La Banque centrale russe poursuit l'UE pour avoir immobilisé 210 milliards d'euros d'actifs

Milos Schmidt

La Banque centrale russe poursuit l’UE pour avoir immobilisé 210 milliards d’euros d’actifs

La Banque centrale russe a contesté l’immobilisation pour une durée indéterminée de ses actifs souverains, que l’Union européenne a accepté de libérer uniquement lorsque la guerre en Ukraine sera terminée et que les réparations seront payées.

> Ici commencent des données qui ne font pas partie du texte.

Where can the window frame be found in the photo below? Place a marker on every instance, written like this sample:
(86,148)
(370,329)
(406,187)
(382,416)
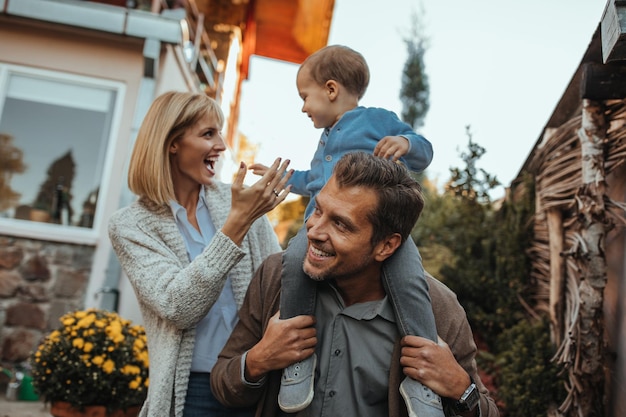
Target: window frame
(68,233)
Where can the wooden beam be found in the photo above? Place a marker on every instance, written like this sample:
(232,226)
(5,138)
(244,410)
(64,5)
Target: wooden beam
(613,28)
(603,81)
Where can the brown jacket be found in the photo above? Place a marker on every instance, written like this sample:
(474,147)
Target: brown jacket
(262,302)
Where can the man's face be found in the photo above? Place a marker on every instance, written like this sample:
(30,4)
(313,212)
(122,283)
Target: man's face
(339,234)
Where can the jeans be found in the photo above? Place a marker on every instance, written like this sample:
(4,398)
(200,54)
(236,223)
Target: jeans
(200,401)
(402,276)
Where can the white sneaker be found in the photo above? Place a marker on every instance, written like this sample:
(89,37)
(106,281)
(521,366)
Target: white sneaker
(420,400)
(296,386)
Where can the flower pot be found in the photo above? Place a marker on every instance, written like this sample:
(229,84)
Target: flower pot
(65,409)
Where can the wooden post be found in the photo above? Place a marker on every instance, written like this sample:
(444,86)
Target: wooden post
(557,273)
(591,354)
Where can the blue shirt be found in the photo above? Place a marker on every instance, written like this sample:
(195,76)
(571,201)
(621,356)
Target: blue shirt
(359,129)
(213,330)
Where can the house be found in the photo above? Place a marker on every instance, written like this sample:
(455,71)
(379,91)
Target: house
(76,78)
(578,250)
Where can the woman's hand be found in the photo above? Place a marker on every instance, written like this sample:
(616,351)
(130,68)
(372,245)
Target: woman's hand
(250,203)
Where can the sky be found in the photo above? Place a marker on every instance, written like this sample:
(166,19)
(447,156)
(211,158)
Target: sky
(499,66)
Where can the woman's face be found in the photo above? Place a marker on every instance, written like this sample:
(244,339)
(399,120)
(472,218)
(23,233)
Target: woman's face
(194,156)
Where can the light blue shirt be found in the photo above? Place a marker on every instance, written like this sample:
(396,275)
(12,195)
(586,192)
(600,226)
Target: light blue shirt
(213,330)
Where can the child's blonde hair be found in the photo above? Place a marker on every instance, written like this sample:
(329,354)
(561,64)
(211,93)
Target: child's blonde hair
(339,63)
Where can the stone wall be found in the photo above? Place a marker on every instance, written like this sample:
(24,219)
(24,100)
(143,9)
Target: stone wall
(39,282)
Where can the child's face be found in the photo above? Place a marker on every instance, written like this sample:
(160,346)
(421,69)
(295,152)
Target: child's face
(317,100)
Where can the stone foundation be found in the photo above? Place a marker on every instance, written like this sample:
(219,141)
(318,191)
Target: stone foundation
(39,282)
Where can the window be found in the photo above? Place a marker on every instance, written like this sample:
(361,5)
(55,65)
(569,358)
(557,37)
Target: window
(56,144)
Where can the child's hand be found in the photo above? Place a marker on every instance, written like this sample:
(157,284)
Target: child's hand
(258,169)
(392,147)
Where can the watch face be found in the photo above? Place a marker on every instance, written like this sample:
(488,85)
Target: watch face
(469,399)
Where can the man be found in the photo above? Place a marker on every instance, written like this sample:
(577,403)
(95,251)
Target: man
(362,215)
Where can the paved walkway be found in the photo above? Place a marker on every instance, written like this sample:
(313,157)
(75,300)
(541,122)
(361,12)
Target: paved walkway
(23,408)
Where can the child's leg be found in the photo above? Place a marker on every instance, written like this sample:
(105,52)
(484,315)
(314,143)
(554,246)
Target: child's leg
(407,288)
(298,291)
(404,280)
(297,297)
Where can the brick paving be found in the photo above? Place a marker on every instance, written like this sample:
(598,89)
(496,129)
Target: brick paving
(22,408)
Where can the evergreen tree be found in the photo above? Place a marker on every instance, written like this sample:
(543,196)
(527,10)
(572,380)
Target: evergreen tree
(415,89)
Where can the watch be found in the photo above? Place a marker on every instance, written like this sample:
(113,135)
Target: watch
(469,399)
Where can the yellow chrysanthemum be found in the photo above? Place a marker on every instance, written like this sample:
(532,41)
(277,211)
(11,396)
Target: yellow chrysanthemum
(108,366)
(131,370)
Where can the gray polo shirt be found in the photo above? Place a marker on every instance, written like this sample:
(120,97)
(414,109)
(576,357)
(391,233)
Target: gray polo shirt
(353,355)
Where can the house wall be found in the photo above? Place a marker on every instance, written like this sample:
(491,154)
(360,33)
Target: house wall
(40,279)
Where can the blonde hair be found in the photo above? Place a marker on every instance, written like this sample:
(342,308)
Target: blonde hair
(167,119)
(339,63)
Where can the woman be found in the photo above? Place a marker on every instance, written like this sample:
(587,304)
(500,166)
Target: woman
(190,246)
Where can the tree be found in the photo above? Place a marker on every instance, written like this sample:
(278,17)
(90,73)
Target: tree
(470,182)
(415,89)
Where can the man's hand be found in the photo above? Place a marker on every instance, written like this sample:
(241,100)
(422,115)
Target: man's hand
(433,365)
(392,147)
(284,342)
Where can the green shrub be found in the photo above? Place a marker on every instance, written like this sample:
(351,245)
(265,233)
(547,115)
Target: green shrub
(528,381)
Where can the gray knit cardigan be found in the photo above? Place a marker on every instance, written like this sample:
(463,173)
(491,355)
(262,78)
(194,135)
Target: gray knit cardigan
(174,294)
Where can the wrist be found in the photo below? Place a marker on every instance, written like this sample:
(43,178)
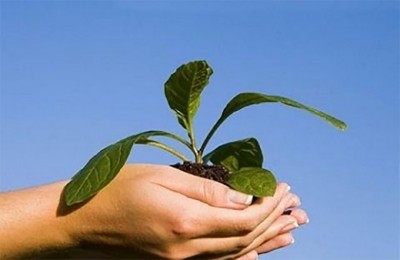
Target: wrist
(31,223)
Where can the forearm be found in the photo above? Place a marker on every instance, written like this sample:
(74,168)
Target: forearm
(30,222)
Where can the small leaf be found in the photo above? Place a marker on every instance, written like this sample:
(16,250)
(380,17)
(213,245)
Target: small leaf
(236,155)
(183,90)
(243,100)
(104,166)
(253,181)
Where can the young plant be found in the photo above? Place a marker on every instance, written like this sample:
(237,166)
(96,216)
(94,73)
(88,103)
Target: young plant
(242,159)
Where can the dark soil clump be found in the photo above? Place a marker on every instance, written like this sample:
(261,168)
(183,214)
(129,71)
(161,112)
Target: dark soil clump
(212,172)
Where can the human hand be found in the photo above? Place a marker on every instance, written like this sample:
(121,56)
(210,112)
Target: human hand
(151,210)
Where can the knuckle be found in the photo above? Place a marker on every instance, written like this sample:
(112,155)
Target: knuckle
(184,227)
(284,240)
(243,243)
(212,194)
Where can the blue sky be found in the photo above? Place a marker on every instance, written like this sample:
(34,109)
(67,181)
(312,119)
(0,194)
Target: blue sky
(79,75)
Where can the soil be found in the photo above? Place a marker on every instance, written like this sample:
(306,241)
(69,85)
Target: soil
(212,172)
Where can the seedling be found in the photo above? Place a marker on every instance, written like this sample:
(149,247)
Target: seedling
(242,160)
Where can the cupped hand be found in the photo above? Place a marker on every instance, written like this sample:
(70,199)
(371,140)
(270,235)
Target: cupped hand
(158,211)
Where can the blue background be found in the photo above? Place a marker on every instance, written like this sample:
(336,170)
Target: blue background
(79,75)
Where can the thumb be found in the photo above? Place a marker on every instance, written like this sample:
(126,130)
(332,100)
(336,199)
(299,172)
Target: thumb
(219,195)
(207,191)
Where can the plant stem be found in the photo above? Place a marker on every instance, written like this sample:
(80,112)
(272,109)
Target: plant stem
(194,149)
(166,148)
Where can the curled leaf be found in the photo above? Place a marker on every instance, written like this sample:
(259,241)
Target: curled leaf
(236,155)
(253,181)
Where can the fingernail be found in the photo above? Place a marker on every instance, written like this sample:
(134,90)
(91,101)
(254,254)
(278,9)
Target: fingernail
(287,212)
(240,198)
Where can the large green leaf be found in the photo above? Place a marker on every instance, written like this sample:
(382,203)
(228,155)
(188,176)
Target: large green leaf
(105,165)
(236,155)
(253,181)
(183,90)
(246,99)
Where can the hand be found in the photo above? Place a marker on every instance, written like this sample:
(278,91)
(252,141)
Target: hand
(159,211)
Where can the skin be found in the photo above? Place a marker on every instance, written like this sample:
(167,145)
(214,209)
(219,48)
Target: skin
(148,211)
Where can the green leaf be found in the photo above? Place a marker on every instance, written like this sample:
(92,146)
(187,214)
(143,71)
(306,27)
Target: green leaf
(183,90)
(243,100)
(236,155)
(104,166)
(253,181)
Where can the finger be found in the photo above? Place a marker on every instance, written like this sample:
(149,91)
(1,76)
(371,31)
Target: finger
(207,191)
(252,255)
(277,242)
(217,222)
(240,245)
(300,215)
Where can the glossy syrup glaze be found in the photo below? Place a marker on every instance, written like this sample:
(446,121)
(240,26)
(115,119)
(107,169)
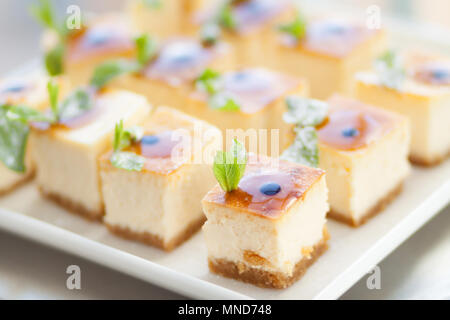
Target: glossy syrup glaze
(268,191)
(352,125)
(332,37)
(163,151)
(181,60)
(433,73)
(249,15)
(111,35)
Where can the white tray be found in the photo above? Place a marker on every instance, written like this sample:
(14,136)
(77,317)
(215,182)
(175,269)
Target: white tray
(352,252)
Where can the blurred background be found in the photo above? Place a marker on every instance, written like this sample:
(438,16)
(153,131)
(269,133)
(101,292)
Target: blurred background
(417,269)
(20,33)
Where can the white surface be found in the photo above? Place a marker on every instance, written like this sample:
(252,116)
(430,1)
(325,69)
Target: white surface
(352,251)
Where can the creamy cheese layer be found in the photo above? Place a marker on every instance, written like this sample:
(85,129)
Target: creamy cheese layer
(278,244)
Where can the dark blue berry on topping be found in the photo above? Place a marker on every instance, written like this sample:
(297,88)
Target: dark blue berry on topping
(441,74)
(350,132)
(270,189)
(149,140)
(15,88)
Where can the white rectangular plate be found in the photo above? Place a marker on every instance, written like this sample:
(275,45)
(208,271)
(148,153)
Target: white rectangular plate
(352,252)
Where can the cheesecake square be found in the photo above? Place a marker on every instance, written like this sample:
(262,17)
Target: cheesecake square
(423,97)
(331,52)
(102,38)
(30,91)
(164,18)
(160,205)
(260,95)
(66,155)
(249,26)
(364,151)
(168,79)
(270,229)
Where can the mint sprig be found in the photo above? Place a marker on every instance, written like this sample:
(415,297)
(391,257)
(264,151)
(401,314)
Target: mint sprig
(208,81)
(306,114)
(229,167)
(123,138)
(13,141)
(296,28)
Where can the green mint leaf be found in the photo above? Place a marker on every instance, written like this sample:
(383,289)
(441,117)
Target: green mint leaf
(76,104)
(13,141)
(223,102)
(109,70)
(229,167)
(296,28)
(390,69)
(153,4)
(53,93)
(54,60)
(305,112)
(128,161)
(225,17)
(210,33)
(146,49)
(305,149)
(208,81)
(124,137)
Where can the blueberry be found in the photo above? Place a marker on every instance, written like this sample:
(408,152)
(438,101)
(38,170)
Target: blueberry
(149,140)
(350,132)
(441,74)
(270,188)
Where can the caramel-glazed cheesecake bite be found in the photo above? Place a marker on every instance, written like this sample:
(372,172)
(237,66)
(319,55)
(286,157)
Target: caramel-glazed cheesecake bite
(99,39)
(364,151)
(417,85)
(169,76)
(251,98)
(164,18)
(31,91)
(269,227)
(248,25)
(66,152)
(328,52)
(156,197)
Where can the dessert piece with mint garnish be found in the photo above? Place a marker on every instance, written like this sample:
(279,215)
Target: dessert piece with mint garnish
(155,177)
(364,152)
(251,98)
(165,18)
(327,51)
(417,85)
(168,78)
(248,25)
(16,165)
(76,46)
(265,219)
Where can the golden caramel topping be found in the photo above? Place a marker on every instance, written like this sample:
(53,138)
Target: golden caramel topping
(332,37)
(268,191)
(351,125)
(433,73)
(163,151)
(254,89)
(181,60)
(110,35)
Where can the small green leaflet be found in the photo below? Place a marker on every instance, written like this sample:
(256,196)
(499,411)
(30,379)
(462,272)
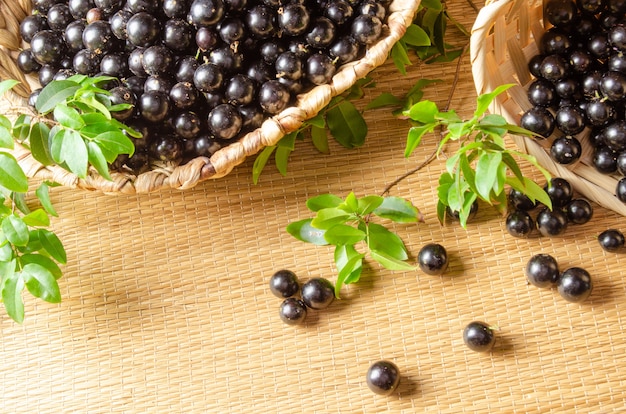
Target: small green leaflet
(12,176)
(303,231)
(12,285)
(54,94)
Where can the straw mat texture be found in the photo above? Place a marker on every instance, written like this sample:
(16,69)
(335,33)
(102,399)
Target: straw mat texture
(166,306)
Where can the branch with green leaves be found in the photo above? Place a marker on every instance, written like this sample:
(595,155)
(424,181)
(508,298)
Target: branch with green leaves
(71,126)
(482,166)
(346,224)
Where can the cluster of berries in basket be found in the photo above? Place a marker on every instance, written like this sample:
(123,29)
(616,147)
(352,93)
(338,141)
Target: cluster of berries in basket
(579,94)
(199,74)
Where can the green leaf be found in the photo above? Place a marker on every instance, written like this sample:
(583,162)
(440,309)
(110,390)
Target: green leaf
(342,234)
(320,139)
(328,217)
(484,100)
(397,209)
(414,137)
(43,261)
(350,204)
(346,124)
(7,85)
(424,112)
(55,93)
(43,194)
(389,262)
(39,140)
(260,161)
(487,173)
(416,36)
(6,139)
(12,286)
(383,240)
(323,201)
(37,218)
(98,160)
(368,204)
(382,100)
(303,231)
(68,117)
(349,264)
(15,230)
(52,245)
(12,176)
(41,283)
(73,152)
(432,4)
(400,57)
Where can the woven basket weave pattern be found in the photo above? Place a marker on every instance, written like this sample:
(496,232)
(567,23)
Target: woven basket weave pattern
(504,38)
(221,163)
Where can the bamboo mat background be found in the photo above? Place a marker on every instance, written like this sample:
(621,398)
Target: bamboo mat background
(166,306)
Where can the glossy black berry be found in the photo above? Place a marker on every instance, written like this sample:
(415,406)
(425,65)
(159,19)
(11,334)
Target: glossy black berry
(273,96)
(433,259)
(284,284)
(542,270)
(479,337)
(317,293)
(383,377)
(292,311)
(566,149)
(611,240)
(579,211)
(519,223)
(225,121)
(538,120)
(560,192)
(551,223)
(574,284)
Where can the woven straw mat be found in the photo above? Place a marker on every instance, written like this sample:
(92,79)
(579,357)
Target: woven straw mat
(166,306)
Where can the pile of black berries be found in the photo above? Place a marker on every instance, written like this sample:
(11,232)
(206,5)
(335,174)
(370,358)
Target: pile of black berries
(580,85)
(199,73)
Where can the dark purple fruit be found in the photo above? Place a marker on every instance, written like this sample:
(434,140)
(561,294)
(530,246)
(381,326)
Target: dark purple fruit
(566,149)
(318,293)
(519,223)
(383,377)
(433,259)
(284,284)
(611,240)
(292,311)
(574,284)
(539,121)
(225,121)
(551,223)
(579,211)
(479,337)
(542,270)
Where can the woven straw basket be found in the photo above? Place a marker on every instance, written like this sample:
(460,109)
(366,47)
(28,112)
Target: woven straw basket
(503,41)
(401,14)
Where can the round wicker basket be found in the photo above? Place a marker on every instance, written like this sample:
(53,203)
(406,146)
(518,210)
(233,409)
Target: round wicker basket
(401,14)
(503,41)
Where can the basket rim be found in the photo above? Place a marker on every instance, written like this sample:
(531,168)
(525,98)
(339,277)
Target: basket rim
(222,162)
(497,16)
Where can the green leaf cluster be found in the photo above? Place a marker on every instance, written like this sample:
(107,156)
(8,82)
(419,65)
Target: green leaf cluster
(482,166)
(426,37)
(30,254)
(340,118)
(345,224)
(73,126)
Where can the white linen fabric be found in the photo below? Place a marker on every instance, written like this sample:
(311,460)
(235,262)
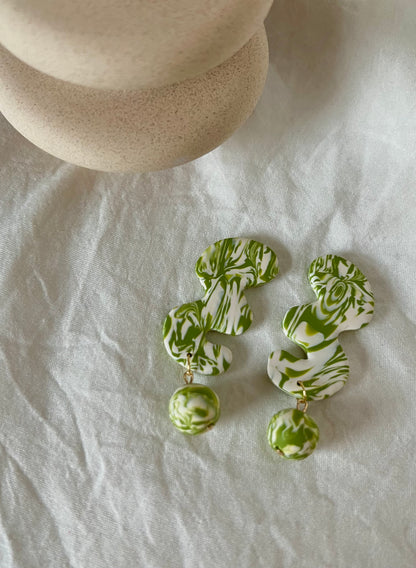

La Banque centrale russe a intenté une action en justice contre l’Union européenne pour l’immobilisation indéfinie de ses actifs souverains, que le bloc a approuvée l’année dernière dans le but de renforcer son influence dans les négociations en cours visant à mettre fin à la guerre en Ukraine et à empêcher Moscou d’exploiter ces fonds à son propre profit.

Les actifs valent environ 210 milliards d’euros dans l’ensemble du bloc. La majorité, soit 185 milliards d’euros, est détenue chez Euroclear, un dépositaire basé à Bruxelles déjà poursuivi en justice par Moscou.

L’action en justice a été déposée devant le Tribunal de l’UE à Luxembourg le 27 février, mais elle a été annoncée mardi matin dans un bref communiqué de presse.

La banque affirme que l’immobilisation à long terme « viole les droits fondamentaux et inaliénables d’accès à la justice, l’inviolabilité de la propriété et le principe de l’immunité souveraine des États et de leurs banques centrales, garantis par les traités internationaux et le droit de l’Union européenne, ce qui contredit les principes fondamentaux de l’État de droit et ne peut être considéré comme compatible avec le principe de suprématie du droit », indique le communiqué.

Le règlement contesté a été accepté par les États membres en décembre dans le cadre d’intenses négociations visant à fournir à l’Ukraine 90 milliards d’euros d’aide supplémentaire.

L’immobilisation à long terme a été mise en œuvre en vertu de l’article 122 des traités de l’UE. Cette disposition a été utilisée lors de crises économiques passées, notamment la pandémie de COVID-19 et la crise énergétique, et nécessite une majorité qualifiée.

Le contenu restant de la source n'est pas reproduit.